O trigo ainda bateu o recorde histórico, segundo Safras & Mercados. O grão chegou a ser negociado a US$ 14,25 por bushel (unidade de medida usada como padrão para negociações internacionais dessas commodities), no dia 7 deste mês.

De janeiro a março deste ano, o preço médio dessas mercadorias apresentou uma alta significativa. O trigo teve o maior aumento – 49,5% no período. Já o milho registrou um crescimento de 22,7%, e a soja, uma variação de 20%.

O analista da Safras & Mercado Luiz Fernando Roque afirmou que a movimentação atual nos valores do trigo e do milho se devem principalmente ao conflito na Ucrânia. Já a alta da soja acaba acompanhando as outras commodities.

“A Rússia e a Ucrânia são grandes players no mercado de milho e trigo, ou seja, como eles são grandes produtores e exportadores desses produtos, o conflito deixa uma dúvida no mercado sobre a oferta dessas commodities. No caso da soja, ela já vinha se valorizando em cima das perdas da América do Sul, o conflito apenas pressionou o preço”, explica o analista.

Apesar da invasão russa ao território ucraniano ter acontecido apenas no dia 24 de fevereiro, as tensões por conta do conflito já eram refletidas no mercado na semana anterior.

Dados da Confederação da Agricultura e Pecuária do Brasil (CNA) mostram que, de 17 a 23 de fevereiro, o trigo chegou a ter uma alta de cerca de 15%. O milho teve um aumento de cerca de 7%, e a soja, uma alta de quase 5%.

A coordenadora do Núcleo de Inteligência de Mercado da Confederação da Agricultura e Pecuária do Brasil (CNA), Natália Fernandes, reforçou que o risco de comprometimento do abastecimento de grãos, como trigo e milho, pressionou o mercado.

“A correlação desses mercados nesse momento é maior, mas eles não vinham alinhados dessa forma. Entretanto, o milho e a soja vinham em alta, mas por conta de uma oferta mais apertada. O milho, inclusive, foi afetado pelos problemas climáticos no Brasil e ainda está sendo, com uma quebra significativa no Sul do país”, aponta Natália.

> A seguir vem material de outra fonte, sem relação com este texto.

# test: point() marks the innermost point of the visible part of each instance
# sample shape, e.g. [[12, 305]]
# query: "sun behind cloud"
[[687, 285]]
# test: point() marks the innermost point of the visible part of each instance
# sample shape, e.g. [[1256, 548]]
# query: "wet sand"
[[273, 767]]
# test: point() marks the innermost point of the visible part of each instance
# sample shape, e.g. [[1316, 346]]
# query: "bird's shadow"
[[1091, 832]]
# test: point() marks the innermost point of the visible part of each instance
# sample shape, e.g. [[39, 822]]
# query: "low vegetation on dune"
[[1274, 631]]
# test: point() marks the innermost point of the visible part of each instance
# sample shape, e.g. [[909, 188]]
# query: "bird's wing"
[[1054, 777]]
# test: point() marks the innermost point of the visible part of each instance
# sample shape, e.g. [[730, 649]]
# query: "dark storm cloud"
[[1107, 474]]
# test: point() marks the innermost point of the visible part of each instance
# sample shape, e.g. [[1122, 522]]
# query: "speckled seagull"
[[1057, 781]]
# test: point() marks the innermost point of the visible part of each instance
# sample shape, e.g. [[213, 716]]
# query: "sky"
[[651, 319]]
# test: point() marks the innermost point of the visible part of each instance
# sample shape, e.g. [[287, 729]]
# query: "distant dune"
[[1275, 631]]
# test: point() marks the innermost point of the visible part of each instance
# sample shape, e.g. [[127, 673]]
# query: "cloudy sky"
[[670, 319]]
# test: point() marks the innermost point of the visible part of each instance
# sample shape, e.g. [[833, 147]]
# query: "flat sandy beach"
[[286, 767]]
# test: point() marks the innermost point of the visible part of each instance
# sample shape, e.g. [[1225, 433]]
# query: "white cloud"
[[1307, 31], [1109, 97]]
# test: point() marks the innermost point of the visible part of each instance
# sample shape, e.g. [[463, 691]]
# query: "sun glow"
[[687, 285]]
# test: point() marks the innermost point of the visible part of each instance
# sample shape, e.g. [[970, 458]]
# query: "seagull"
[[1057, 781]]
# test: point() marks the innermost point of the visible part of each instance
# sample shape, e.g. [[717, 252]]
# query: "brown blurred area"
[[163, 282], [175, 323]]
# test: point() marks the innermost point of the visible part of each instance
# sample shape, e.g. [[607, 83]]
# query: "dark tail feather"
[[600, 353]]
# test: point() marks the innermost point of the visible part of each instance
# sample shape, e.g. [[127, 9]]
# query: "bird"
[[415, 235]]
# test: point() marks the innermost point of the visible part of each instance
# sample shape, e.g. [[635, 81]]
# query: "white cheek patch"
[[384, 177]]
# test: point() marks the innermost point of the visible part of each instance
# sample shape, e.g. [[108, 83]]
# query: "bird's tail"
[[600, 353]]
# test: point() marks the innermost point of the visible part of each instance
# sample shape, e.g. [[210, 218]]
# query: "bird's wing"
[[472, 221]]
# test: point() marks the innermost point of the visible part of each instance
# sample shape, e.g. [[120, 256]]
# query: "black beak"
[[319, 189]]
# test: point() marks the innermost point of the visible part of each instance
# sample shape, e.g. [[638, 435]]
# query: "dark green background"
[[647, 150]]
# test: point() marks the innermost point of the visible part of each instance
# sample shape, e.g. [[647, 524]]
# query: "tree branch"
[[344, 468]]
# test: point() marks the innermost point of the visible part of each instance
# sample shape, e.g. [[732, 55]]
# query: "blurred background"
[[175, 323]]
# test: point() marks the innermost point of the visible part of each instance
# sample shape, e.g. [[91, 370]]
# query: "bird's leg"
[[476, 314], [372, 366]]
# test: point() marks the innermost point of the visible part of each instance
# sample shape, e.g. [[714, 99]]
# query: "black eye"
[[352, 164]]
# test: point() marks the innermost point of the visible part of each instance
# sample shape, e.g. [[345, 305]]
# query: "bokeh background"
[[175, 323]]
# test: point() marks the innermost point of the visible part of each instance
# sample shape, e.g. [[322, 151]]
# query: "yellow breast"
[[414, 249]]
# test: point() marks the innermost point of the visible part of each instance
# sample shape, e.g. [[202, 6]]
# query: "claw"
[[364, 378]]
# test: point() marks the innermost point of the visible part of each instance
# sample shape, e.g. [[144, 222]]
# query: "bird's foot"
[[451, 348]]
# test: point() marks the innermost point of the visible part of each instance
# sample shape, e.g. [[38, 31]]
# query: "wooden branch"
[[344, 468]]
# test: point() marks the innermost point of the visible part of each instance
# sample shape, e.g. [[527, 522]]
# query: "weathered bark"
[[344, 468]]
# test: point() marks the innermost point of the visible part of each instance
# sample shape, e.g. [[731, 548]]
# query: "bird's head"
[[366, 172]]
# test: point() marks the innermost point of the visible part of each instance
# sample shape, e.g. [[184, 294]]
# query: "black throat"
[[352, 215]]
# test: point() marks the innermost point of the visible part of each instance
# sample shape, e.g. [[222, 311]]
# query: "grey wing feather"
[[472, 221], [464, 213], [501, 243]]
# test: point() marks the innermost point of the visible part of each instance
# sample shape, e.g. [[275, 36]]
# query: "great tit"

De acordo com dados da balança comercial brasileira, divulgados pelo Ministério da Economia, a agropecuária teve um crescimento de 41,5% nas exportações desta semana em relação à anterior.

A expansão foi puxada, principalmente, pelo crescimento nas vendas dos produtos de trigo e centeio não moídos, que tiveram um aumento de 3.196,2% na média diária, em relação ao mesmo período do ano passado.